Search code examples
database-designrelational

Tricky relational DB design question


I have a tricky problem that I've been messing about with for a few days now and cant find an optimal solution for.

These are my tables:

  • site
  • site_node
  • page

The site node table contains a list of nodes representing a hierarchy (using nested set). Each node must have one or more associated pages. Each site must have one associated error page and one not found page.

So, a page must either belong to a node, or a site as an error or not found page. The solutions I'm currently toying with are:

  1. parentType and parentId fields on the page table, where type would either be "node", "site_error" or "site_notFound" and the id would be the site or node id (whichever is relevant to the type).
  2. nodeId field on the page table that can be null, and then errorPageId and notFoundPageId fields on the site table.

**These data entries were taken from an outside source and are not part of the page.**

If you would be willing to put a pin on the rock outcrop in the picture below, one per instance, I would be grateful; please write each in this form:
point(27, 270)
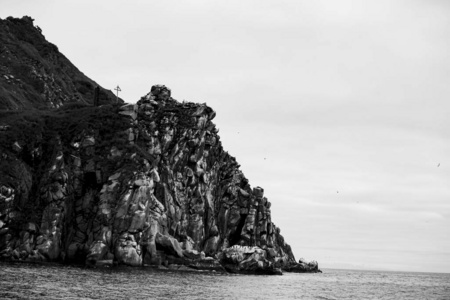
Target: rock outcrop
point(34, 74)
point(148, 184)
point(145, 184)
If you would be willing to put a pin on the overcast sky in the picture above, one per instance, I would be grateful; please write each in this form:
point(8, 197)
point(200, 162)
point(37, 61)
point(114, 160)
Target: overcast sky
point(338, 109)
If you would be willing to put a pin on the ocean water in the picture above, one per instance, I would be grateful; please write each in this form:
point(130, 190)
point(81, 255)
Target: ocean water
point(31, 281)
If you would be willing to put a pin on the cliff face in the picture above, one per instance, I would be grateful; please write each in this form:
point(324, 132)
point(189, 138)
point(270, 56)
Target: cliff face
point(134, 184)
point(138, 184)
point(34, 74)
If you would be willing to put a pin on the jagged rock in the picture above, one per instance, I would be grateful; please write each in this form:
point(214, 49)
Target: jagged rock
point(149, 184)
point(169, 245)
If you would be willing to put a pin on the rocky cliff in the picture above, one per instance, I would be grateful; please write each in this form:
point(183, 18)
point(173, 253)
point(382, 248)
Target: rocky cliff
point(34, 74)
point(135, 184)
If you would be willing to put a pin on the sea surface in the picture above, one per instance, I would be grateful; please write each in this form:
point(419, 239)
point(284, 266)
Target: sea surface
point(50, 281)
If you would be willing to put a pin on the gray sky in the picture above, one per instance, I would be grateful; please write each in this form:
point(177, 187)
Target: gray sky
point(338, 109)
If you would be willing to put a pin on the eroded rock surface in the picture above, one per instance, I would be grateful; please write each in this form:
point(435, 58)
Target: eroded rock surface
point(159, 190)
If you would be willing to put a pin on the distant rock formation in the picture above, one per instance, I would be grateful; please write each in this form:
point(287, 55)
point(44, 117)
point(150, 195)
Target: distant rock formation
point(34, 74)
point(133, 184)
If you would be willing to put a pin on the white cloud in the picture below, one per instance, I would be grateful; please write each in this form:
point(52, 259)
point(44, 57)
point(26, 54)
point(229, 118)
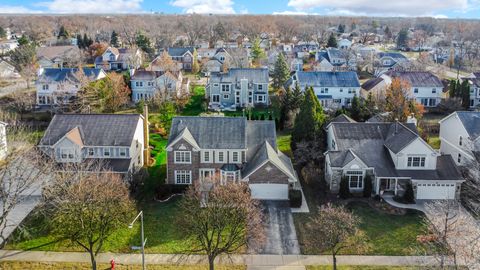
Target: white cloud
point(380, 7)
point(205, 6)
point(92, 6)
point(16, 10)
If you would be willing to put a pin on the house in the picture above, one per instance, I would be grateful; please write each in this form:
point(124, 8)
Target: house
point(390, 61)
point(57, 56)
point(333, 89)
point(229, 149)
point(3, 140)
point(119, 59)
point(57, 86)
point(7, 71)
point(392, 156)
point(183, 56)
point(238, 88)
point(146, 84)
point(118, 141)
point(460, 137)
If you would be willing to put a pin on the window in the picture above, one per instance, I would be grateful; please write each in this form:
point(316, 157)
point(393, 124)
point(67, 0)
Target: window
point(416, 162)
point(206, 157)
point(183, 177)
point(355, 179)
point(183, 157)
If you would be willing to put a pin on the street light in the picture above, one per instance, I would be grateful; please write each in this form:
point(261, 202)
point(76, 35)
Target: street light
point(143, 240)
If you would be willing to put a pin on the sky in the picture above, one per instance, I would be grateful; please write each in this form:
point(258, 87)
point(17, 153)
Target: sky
point(385, 8)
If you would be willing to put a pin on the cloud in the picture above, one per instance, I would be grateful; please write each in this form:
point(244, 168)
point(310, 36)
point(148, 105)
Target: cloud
point(92, 6)
point(205, 6)
point(380, 7)
point(16, 10)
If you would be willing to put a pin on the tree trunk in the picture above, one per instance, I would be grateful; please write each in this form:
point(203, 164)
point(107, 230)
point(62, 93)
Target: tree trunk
point(93, 260)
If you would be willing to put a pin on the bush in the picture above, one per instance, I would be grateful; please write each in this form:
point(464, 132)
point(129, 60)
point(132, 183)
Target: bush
point(344, 191)
point(367, 189)
point(295, 197)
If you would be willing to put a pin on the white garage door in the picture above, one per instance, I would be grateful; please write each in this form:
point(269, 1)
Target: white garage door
point(435, 191)
point(269, 191)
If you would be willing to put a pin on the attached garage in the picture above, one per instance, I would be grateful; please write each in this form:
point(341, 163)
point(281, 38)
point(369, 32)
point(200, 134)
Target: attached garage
point(436, 191)
point(269, 191)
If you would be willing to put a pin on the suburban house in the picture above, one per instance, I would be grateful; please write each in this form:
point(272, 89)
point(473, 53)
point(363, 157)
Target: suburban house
point(183, 56)
point(3, 140)
point(229, 149)
point(425, 87)
point(57, 86)
point(119, 59)
point(57, 56)
point(333, 89)
point(460, 137)
point(118, 141)
point(238, 88)
point(391, 155)
point(7, 71)
point(390, 61)
point(145, 84)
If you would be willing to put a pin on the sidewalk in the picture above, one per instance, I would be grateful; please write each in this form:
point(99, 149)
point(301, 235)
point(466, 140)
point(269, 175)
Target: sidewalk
point(252, 261)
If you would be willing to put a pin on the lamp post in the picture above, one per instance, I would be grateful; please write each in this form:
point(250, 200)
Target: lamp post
point(143, 240)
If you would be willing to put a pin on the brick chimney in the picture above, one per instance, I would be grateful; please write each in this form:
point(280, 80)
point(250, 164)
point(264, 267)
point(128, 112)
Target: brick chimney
point(146, 137)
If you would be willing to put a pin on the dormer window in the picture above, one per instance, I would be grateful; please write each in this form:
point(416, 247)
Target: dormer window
point(416, 162)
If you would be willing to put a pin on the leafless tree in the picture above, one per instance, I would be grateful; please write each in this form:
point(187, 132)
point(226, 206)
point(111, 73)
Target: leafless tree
point(221, 219)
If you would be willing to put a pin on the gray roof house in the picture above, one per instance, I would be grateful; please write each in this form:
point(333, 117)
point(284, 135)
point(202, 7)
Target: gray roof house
point(117, 141)
point(392, 156)
point(333, 89)
point(229, 149)
point(238, 88)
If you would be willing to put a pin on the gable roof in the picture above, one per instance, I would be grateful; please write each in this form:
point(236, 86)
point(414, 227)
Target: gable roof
point(327, 79)
point(94, 129)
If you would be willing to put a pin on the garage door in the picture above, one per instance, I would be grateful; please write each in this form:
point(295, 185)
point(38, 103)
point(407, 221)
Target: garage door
point(435, 191)
point(269, 191)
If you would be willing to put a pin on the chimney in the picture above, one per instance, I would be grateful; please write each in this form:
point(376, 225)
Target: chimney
point(146, 137)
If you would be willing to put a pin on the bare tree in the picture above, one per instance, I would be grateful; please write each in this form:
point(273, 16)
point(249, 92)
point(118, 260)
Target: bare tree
point(87, 205)
point(221, 219)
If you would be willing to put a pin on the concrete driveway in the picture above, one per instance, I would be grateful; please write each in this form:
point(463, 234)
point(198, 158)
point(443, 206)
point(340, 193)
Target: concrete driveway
point(280, 230)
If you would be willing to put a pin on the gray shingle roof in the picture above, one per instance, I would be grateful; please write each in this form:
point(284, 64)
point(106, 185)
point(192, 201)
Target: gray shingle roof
point(471, 122)
point(328, 79)
point(418, 78)
point(255, 75)
point(62, 74)
point(95, 129)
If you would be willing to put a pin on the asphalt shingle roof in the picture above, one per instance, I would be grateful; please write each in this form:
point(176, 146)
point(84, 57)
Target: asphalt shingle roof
point(95, 129)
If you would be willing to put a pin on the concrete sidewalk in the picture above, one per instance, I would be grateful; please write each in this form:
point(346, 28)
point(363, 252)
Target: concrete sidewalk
point(252, 261)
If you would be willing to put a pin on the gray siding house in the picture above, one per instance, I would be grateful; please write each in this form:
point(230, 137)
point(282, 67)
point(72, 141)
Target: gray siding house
point(229, 149)
point(116, 140)
point(238, 88)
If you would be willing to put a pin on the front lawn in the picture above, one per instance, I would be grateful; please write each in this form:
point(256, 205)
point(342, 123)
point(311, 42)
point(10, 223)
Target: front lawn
point(160, 229)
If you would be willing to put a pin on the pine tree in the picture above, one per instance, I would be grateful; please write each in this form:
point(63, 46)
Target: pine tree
point(281, 72)
point(332, 41)
point(309, 120)
point(114, 39)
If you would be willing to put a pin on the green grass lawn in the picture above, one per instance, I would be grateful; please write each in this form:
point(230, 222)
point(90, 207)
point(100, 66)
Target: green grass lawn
point(160, 229)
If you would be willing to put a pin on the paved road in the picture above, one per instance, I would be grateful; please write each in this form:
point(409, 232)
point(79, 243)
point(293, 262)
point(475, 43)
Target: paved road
point(280, 230)
point(252, 261)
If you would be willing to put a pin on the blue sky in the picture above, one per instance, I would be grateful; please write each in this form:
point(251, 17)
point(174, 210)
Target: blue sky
point(410, 8)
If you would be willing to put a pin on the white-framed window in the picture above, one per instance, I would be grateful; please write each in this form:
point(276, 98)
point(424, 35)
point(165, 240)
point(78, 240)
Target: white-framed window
point(183, 157)
point(355, 179)
point(221, 156)
point(183, 177)
point(206, 156)
point(416, 161)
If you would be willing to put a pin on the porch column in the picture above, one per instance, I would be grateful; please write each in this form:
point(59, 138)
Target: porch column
point(396, 182)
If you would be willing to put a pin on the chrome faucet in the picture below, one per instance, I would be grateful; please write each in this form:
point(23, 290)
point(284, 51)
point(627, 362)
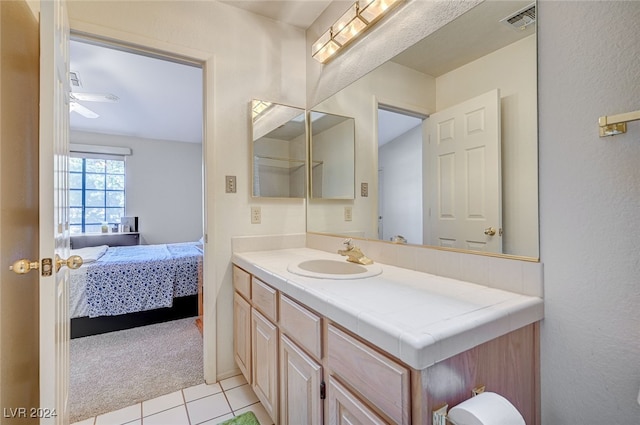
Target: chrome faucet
point(353, 253)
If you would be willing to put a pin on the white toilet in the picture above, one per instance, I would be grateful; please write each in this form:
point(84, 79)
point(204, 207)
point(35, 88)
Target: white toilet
point(485, 409)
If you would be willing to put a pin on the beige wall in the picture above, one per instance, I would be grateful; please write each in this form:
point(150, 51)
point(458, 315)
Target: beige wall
point(590, 338)
point(19, 64)
point(248, 57)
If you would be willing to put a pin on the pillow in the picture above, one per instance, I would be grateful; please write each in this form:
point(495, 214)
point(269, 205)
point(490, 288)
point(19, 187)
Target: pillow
point(90, 254)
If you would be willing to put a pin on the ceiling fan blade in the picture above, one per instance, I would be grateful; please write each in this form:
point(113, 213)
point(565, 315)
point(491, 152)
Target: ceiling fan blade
point(95, 97)
point(85, 112)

Option #1 ensures that each page belongs to one and only one other entity, although the relationship cant actually be enforced as the parentId field can point to more than one place.

Option #2 is cleaner, but it's basically saying that the site "belongs" to the two error and not found pages, and that's probably bad practice.

Any thoughts or suggestions?
Thanks,
Jack


Solution

  • Option #1 ensures that each page belongs to one and only one other entity, although the relationship cant actually be enforced as the parentId field can point to more than one place.

    Right. In terms of relational theory, the problem is that your "parentId" column violates third normal form, because its meaning varies per row, based on the value in parentType (a non-key column).

    You wouldn't have a properly designed database if a single column could contains someone's phone number or their birthdate, per row, depending on some other flag. Those are two different facts about the person, and they each deserve their own column. Likewise, storing both site_id or node_id in a single column would have the same problem.

    Another clue that this is a flawed design is that you can't declare a foreign key constraint to point to either of two referenced tables.

    Option #2 is cleaner, but it's basically saying that the site "belongs" to the two error and not found pages, and that's probably bad practice.

    I see why you're saying that, because of the belongs to conventions in Rails-like frameworks. But these are conventions; they aren't necessarily the only relationship that foreign keys can model. You can make one entity refer to exactly one other entity, in a has one relationship. In this case, the foreign key reverses direction.

    I would say it's logically true that the Error page and the Not Found page belong to the site, not the other way around. And the way to make them mandatory is to have another entity reference these pages, and apply the NOT NULL constraint to these references. This is what you've described.

    CREATE TABLE site (
      . . .
      error_page_id     INT NOT NULL,
      notfound_page_id  INT NOT NULL,
      FOREIGN KEY (error_page_id)    REFERENCES pages (page_id),
      FOREIGN KEY (notfound_page_id) REFERENCES pages (page_id)
    );
    

    This meets your immediate need, it's enforceable, and it's in Normal Form.


    @NXC suggests making dummy nodes for Error and Not Found pages. Although this allows these nodes to be stored in the node hierarchy, it fails to enforce that a site must have these pages. That is, a site could be stored without references to these nodes.

    @Tony Andrews suggests storing two columns in each page, site_id and site_node_id, and adding a CHECK constraint to ensure that exactly one of these is non-NULL. This seems better than the parent_id/parent_type option, but it still doesn't offer any enforcement that every site must have an Error and a Not Found page.